Kara McShane, head of commercial real estate at Wells Fargo (WFC), emphasized that the specific challenges facing the office sector also forced her real estate group to focus on portfolio management in 2023. 

“We implemented a series of deep-dive management routines that essentially provide us with real-time credit risk insights into our portfolio, which sets us up to better anticipate and manage any unforeseen risk,” she said. “It also allows us to be more strategic with how and where we deploy capital in order to optimize the portfolio. For example, we saw meaningful progress in reducing office exposure this year.” 

Jonathan Roth, co-founder and managing partner of 3650 REIT, said that over the last year his firm has seen “a lot of opportunities to step into construction products midstream,” where either the borrower needed to replace the existing lender or the existing lender was unwilling or unable to continue funding the loan. 
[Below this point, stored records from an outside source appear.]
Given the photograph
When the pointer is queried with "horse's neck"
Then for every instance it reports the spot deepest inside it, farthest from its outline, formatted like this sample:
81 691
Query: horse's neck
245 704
“So we as a firm are stepping in, taking over, and it’s not without peril, because you really have to understand construction, which we do, as we have a large group of folks in our firm who understand ground-up construction from A to Z,” explained Roth. “We have such a broad mandate, such a broad array of lending products, that we can slot ourselves into the particular need of a particular borrower in a particular moment.” 
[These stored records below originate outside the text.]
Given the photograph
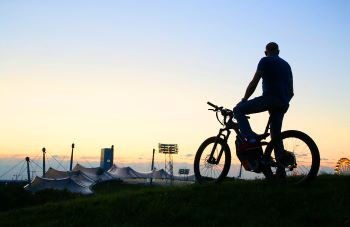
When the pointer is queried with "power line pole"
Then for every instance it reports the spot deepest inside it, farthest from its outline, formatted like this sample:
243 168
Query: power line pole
44 151
28 170
152 166
71 158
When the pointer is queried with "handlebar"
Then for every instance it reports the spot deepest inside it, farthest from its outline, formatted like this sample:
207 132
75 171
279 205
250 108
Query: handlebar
224 112
212 105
The leadership at Bank OZK (OZK), no stranger to construction lending, has structured its real estate group’s originations, closing and servicing teams into their own specialized lanes. Brannon Hamblen, president of Bank OZK, said that while some institutions use third-party asset managers, his bank takes an uncharacteristically “hands-on approach” to the loans it makes.  
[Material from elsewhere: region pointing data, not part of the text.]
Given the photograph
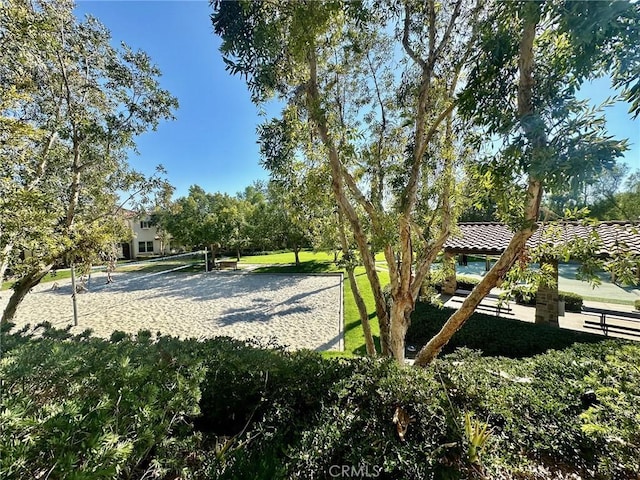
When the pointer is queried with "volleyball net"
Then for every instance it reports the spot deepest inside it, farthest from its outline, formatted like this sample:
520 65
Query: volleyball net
123 273
187 262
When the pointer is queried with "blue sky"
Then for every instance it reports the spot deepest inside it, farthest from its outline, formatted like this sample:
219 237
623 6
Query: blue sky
212 142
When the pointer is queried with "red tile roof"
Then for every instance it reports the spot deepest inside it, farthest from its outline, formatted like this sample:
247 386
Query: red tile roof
491 238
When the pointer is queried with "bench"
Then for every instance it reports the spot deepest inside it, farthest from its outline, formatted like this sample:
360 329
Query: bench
491 307
627 323
226 264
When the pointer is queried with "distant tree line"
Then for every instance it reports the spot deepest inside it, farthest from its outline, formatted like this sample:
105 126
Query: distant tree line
265 216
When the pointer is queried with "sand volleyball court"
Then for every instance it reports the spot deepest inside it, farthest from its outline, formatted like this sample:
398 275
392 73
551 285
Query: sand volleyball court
299 311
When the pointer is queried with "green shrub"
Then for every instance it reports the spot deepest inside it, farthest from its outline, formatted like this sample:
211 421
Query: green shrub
466 283
90 409
572 301
494 336
83 408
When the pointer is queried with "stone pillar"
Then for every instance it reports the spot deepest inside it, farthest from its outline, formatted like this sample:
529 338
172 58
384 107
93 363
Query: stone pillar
547 298
449 266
“Right here outside of my office, I can hit 50 different people in the asset management team, and on average that group has 14 loans per person,” said Hamblen. “And the detail they get into in the servicing process allows us to be extremely responsive.

“Construction projects don’t always go as planned,” he added. “If the sponsor needs to shift or maneuver, we’re Johnny-on-the-spot to be extremely detailed to the needs when those arise.”